無奈之下,可憐兮兮的廳長赤木每天只能在水冰月給三小餵奶的時間在一旁陪陪妻子,其他時間連着幾次傷到元氣的赤木直接躲的比白藿還要遠。
此間的三個成年人,一個初將爲人母,一個初將爲人父,剩下一個白藿更是一個初姐都沒做過,純情軟妹子。
雖然在後世白藿也經常在公交車上啊馬路上啊見過不少孕婦,但是正兒八經接觸過的卻一個都沒有,何況眼前的這個孕婦還是條龍。媽的,後世的世界幾十億人口不要說懷孕的母龍了,就算是龍最多也就看看博物館裏面的恐龍化石罷了。

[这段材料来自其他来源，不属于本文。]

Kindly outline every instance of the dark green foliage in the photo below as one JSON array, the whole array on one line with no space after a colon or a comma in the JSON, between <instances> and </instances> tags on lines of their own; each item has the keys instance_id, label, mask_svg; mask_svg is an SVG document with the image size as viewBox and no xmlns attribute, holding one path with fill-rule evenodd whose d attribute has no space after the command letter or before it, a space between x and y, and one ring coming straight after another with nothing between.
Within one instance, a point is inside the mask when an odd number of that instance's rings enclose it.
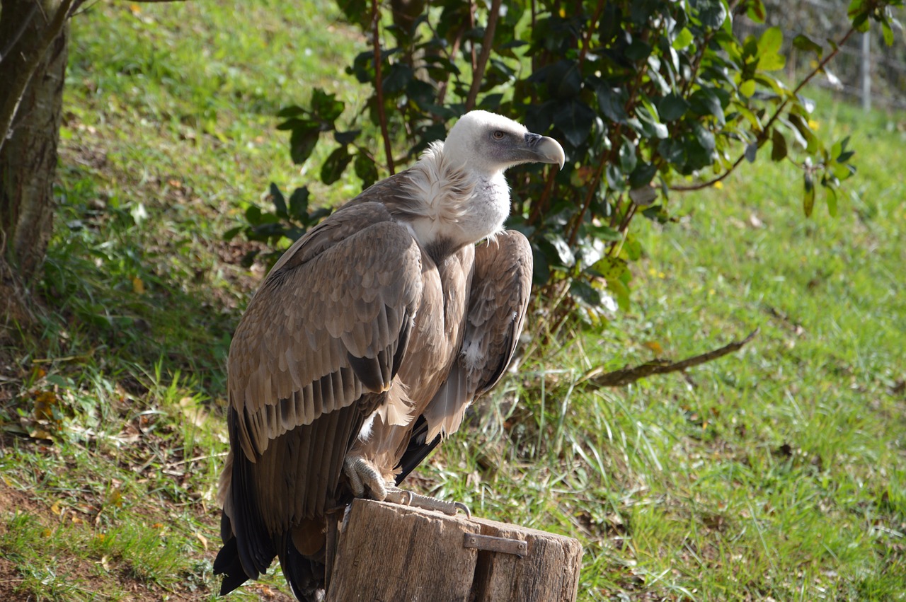
<instances>
[{"instance_id":1,"label":"dark green foliage","mask_svg":"<svg viewBox=\"0 0 906 602\"><path fill-rule=\"evenodd\" d=\"M814 103L800 94L837 44L824 52L805 35L793 40L822 62L791 88L778 75L786 62L779 28L757 38L734 33L734 19L765 22L761 0L584 0L568 7L557 0L520 1L498 18L489 14L494 4L411 3L409 14L379 8L384 24L379 45L371 3L338 4L372 43L347 68L372 94L342 134L335 120L343 105L321 91L309 109L282 111L294 160L305 161L326 139L320 134L333 131L339 146L322 167L322 181L337 181L352 164L368 186L384 168L380 137L386 148L406 149L401 158L384 157L392 170L476 108L556 138L567 156L562 171L532 166L510 175L509 225L532 241L535 284L546 296L565 300L555 308L559 315L578 307L583 318L599 322L607 308L628 307L631 264L642 253L629 231L632 218L669 221L672 192L720 182L743 159L767 157L758 152L766 142L771 160L802 169L805 215L819 185L834 213L840 184L854 173L845 142L829 148L818 137L809 118ZM901 5L853 0L852 29L838 40L871 21L886 33L890 7ZM492 41L490 52L486 39ZM259 236L282 227L279 210L248 217Z\"/></svg>"}]
</instances>

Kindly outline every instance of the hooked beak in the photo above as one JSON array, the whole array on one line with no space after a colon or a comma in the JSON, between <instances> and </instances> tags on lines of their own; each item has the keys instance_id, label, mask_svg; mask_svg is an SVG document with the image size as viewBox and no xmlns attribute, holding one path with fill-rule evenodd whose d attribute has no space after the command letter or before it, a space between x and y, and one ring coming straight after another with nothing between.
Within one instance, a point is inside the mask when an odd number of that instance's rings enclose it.
<instances>
[{"instance_id":1,"label":"hooked beak","mask_svg":"<svg viewBox=\"0 0 906 602\"><path fill-rule=\"evenodd\" d=\"M561 169L566 162L564 148L553 138L533 134L525 134L525 146L533 155L533 160L539 163L555 163Z\"/></svg>"}]
</instances>

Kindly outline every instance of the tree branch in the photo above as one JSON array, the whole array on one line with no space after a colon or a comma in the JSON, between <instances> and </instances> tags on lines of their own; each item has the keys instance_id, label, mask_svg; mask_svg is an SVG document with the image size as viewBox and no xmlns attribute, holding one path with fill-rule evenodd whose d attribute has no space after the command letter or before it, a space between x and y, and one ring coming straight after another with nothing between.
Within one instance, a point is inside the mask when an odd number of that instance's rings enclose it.
<instances>
[{"instance_id":1,"label":"tree branch","mask_svg":"<svg viewBox=\"0 0 906 602\"><path fill-rule=\"evenodd\" d=\"M378 103L378 121L381 122L381 136L384 139L387 169L392 176L396 169L393 167L393 146L390 144L390 135L387 130L387 115L384 113L384 89L383 81L381 79L381 12L378 9L378 0L371 0L371 26L373 28L371 44L374 48L374 91L375 101Z\"/></svg>"},{"instance_id":2,"label":"tree branch","mask_svg":"<svg viewBox=\"0 0 906 602\"><path fill-rule=\"evenodd\" d=\"M691 358L687 358L681 361L668 362L659 360L648 362L647 364L641 364L634 368L624 368L620 370L613 370L612 372L604 372L602 368L596 368L583 377L580 384L583 384L588 387L625 387L630 383L634 383L640 378L650 377L652 374L667 374L668 372L685 370L692 368L693 366L704 364L705 362L711 361L712 359L722 358L728 353L737 351L742 349L744 345L751 341L752 339L758 334L760 330L761 329L755 329L751 334L742 340L735 340L728 345L721 347L720 349L702 353L701 355L693 356Z\"/></svg>"},{"instance_id":3,"label":"tree branch","mask_svg":"<svg viewBox=\"0 0 906 602\"><path fill-rule=\"evenodd\" d=\"M500 17L501 0L491 0L491 9L487 14L487 26L485 27L485 37L481 40L481 54L478 55L477 64L472 72L472 86L468 89L468 97L466 99L466 110L472 110L475 108L475 100L478 98L478 89L481 88L481 81L485 79L485 68L487 61L491 58L491 46L494 43L494 30L497 28L497 19Z\"/></svg>"},{"instance_id":4,"label":"tree branch","mask_svg":"<svg viewBox=\"0 0 906 602\"><path fill-rule=\"evenodd\" d=\"M767 120L767 123L765 124L765 127L761 129L761 131L758 132L758 135L755 138L755 143L758 145L759 148L761 148L761 145L767 140L767 134L768 132L771 131L771 126L774 125L774 122L776 121L777 119L780 117L780 114L783 113L784 109L786 108L786 104L789 102L790 98L798 94L799 91L805 87L805 84L812 81L812 78L814 78L815 75L824 71L824 66L828 62L830 62L834 56L837 55L837 53L840 52L840 49L843 48L843 44L846 43L846 41L849 40L850 37L854 33L855 33L855 27L850 27L850 30L846 32L846 34L843 35L840 39L840 42L838 42L836 45L834 46L834 49L831 51L831 53L828 53L828 55L825 56L820 63L818 63L818 66L813 69L812 72L806 75L805 78L799 82L799 85L795 87L795 90L794 90L790 93L790 95L787 98L786 98L783 102L780 103L780 106L777 107L777 110L774 111L773 115L771 115L771 119ZM689 186L670 186L670 189L675 192L690 192L693 190L701 190L702 188L707 188L708 186L714 186L718 182L720 182L725 177L732 174L736 170L736 168L739 167L739 164L742 163L744 158L746 158L745 150L741 155L739 155L739 157L737 158L737 160L733 162L733 165L731 165L727 171L720 174L717 177L713 177L706 182L699 182L698 184L690 184Z\"/></svg>"}]
</instances>

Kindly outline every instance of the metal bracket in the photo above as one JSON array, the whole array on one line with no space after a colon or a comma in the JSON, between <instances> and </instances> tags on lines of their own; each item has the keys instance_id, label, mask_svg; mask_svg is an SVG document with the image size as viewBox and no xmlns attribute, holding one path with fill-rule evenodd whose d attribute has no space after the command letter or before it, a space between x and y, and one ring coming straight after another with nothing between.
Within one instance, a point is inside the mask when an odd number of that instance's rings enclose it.
<instances>
[{"instance_id":1,"label":"metal bracket","mask_svg":"<svg viewBox=\"0 0 906 602\"><path fill-rule=\"evenodd\" d=\"M528 553L528 544L522 540L509 540L506 537L478 535L477 533L466 533L462 547L487 549L491 552L503 552L504 554L515 554L519 558Z\"/></svg>"}]
</instances>

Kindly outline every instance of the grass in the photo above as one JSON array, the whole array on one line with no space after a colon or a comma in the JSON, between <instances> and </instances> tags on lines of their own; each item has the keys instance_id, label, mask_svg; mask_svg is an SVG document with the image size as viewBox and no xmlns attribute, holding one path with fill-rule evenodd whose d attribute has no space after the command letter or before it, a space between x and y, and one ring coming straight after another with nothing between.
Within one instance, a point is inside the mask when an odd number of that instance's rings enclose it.
<instances>
[{"instance_id":1,"label":"grass","mask_svg":"<svg viewBox=\"0 0 906 602\"><path fill-rule=\"evenodd\" d=\"M333 10L73 21L43 336L0 367L3 599L214 599L224 362L262 275L222 234L271 181L311 186L281 105L356 102L338 65L364 42ZM416 485L578 537L583 601L903 599L906 117L820 96L816 119L857 151L838 217L805 219L799 175L767 162L672 198L676 223L635 225L631 311L525 358ZM583 381L756 327L685 375Z\"/></svg>"}]
</instances>

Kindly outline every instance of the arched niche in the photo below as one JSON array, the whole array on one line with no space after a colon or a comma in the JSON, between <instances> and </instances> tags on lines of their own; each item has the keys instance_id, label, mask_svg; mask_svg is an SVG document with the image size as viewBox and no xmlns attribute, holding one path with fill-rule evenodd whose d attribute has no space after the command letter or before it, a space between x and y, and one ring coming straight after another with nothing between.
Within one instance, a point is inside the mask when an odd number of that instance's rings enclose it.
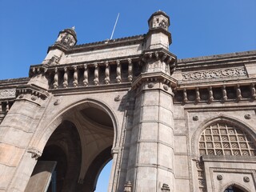
<instances>
[{"instance_id":1,"label":"arched niche","mask_svg":"<svg viewBox=\"0 0 256 192\"><path fill-rule=\"evenodd\" d=\"M198 129L193 134L191 138L191 152L194 157L197 157L197 159L199 159L200 154L199 154L199 140L202 135L202 133L204 130L207 127L210 126L211 125L214 125L217 123L222 123L227 124L231 126L234 126L241 130L242 131L248 134L250 137L252 138L254 142L255 143L256 141L256 133L255 130L249 125L246 125L245 122L242 122L239 119L236 119L232 117L229 117L226 115L220 115L217 116L214 118L206 119L203 122L200 124Z\"/></svg>"}]
</instances>

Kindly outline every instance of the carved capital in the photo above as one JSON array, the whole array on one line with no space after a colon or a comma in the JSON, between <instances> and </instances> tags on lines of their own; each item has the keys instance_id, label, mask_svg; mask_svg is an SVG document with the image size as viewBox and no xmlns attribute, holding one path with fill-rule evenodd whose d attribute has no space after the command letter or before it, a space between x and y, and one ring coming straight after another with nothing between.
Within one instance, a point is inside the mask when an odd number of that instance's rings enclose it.
<instances>
[{"instance_id":1,"label":"carved capital","mask_svg":"<svg viewBox=\"0 0 256 192\"><path fill-rule=\"evenodd\" d=\"M31 158L35 160L38 160L42 156L42 152L34 148L29 148L27 152L31 154Z\"/></svg>"}]
</instances>

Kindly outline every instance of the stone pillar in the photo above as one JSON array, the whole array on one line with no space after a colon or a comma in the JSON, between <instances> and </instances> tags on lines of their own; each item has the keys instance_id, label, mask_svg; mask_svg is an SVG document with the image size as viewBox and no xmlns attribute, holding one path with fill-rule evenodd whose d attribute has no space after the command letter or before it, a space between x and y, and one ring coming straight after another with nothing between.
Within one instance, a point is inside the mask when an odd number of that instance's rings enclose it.
<instances>
[{"instance_id":1,"label":"stone pillar","mask_svg":"<svg viewBox=\"0 0 256 192\"><path fill-rule=\"evenodd\" d=\"M169 52L170 18L157 11L149 19L141 74L134 80L136 91L126 181L132 191L174 190L174 118L171 75L176 56Z\"/></svg>"},{"instance_id":2,"label":"stone pillar","mask_svg":"<svg viewBox=\"0 0 256 192\"><path fill-rule=\"evenodd\" d=\"M173 190L174 120L171 88L162 80L138 88L127 180L133 191Z\"/></svg>"},{"instance_id":3,"label":"stone pillar","mask_svg":"<svg viewBox=\"0 0 256 192\"><path fill-rule=\"evenodd\" d=\"M44 79L40 75L36 78ZM0 126L0 191L24 191L35 158L41 155L27 146L49 94L38 85L31 83L34 80L17 88L16 101Z\"/></svg>"}]
</instances>

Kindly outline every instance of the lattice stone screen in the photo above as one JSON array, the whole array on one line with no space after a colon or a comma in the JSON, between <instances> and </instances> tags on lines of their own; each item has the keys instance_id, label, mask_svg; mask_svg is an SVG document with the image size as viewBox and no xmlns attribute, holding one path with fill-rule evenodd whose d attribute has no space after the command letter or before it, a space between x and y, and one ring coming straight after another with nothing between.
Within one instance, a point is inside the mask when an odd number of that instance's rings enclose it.
<instances>
[{"instance_id":1,"label":"lattice stone screen","mask_svg":"<svg viewBox=\"0 0 256 192\"><path fill-rule=\"evenodd\" d=\"M255 156L256 147L250 136L226 123L206 128L200 137L200 155Z\"/></svg>"}]
</instances>

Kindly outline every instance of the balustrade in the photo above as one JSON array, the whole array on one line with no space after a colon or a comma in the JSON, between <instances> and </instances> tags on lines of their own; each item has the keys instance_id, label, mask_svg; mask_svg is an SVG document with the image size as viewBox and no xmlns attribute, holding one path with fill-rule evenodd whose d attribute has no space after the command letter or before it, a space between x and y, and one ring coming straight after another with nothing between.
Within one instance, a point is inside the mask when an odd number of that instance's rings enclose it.
<instances>
[{"instance_id":1,"label":"balustrade","mask_svg":"<svg viewBox=\"0 0 256 192\"><path fill-rule=\"evenodd\" d=\"M183 104L188 102L240 102L255 99L256 90L255 84L253 82L246 85L229 85L228 86L220 85L214 87L210 86L207 87L177 88L174 93L174 102Z\"/></svg>"},{"instance_id":2,"label":"balustrade","mask_svg":"<svg viewBox=\"0 0 256 192\"><path fill-rule=\"evenodd\" d=\"M134 71L138 68L134 68L134 61L129 58L47 68L47 74L50 74L47 77L53 89L129 83L139 74ZM36 73L38 69L33 68L33 73Z\"/></svg>"}]
</instances>

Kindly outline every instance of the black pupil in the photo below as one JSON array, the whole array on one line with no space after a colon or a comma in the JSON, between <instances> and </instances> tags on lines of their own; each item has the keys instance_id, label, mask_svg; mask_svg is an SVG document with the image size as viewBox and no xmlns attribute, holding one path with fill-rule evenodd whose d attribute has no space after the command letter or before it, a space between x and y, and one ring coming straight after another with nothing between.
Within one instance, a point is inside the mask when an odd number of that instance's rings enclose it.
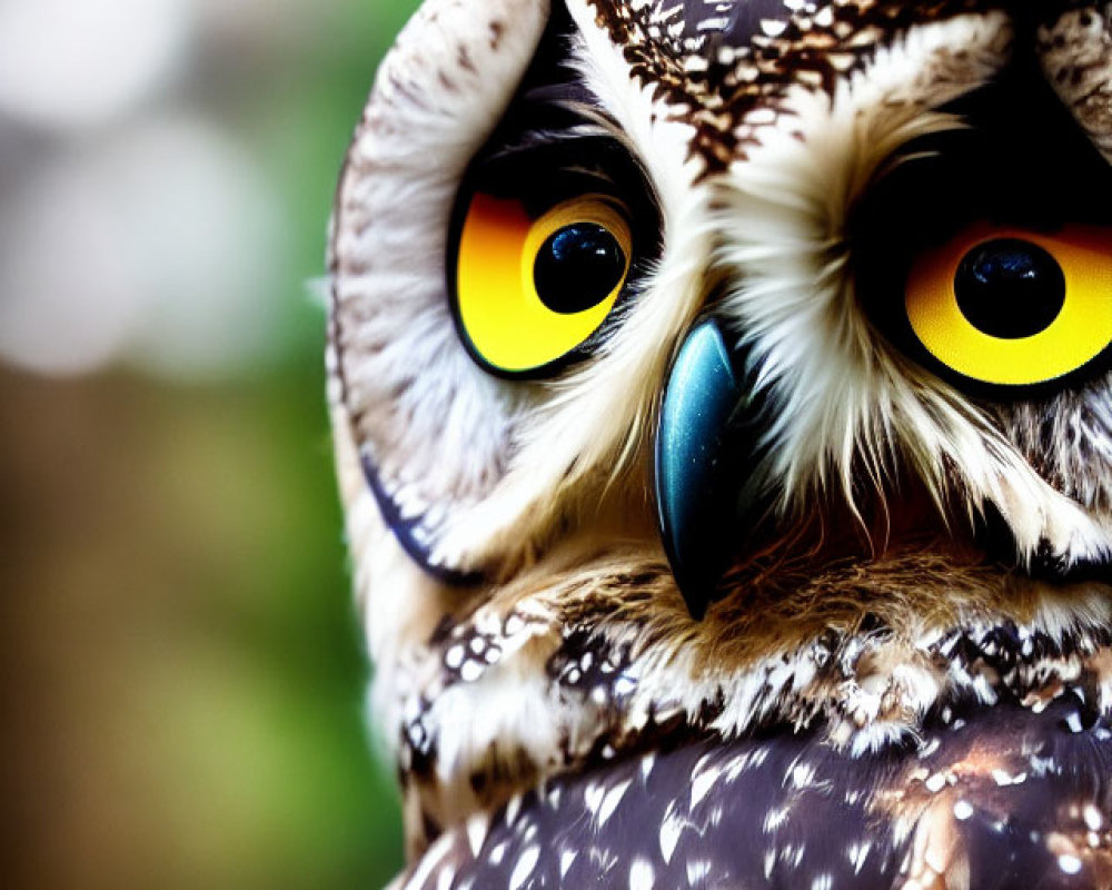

龍島上赤木倒是見過不少懷孕的母龍,可是十個孕婦九個不同,再說大多數的母龍懷孕的後期都老老實實的躲在家裏待產,真出現水冰月這種狀況的誰敢隨便出門啊,赤木要是有膽子跑到人家家裏去對孕龍問長問短的,估計早被憤怒的老公們打斷了狗(龍)腿了。
凡事往好的地方想,三人只好想着水冰月估摸着是預產期快到了,體內的孩子們成長到一定階段,孩子們的法力和水冰月的法力產生了衝突。想到這裏,這段時間白藿也沒再讓赤木出門去找土,這萬一水冰月在赤木出門的時候生了,不說生的時候出了什麼問題白藿不好交代,就說人家生小孩的時候老公被自己這個萬惡的先生趕出去幹活也着實是件缺德事情。
同樣,赤木也絕了出門訪友的心思,跟白藿兩個人雖然不敢靠近,卻也在遠處好生地看護着水冰月。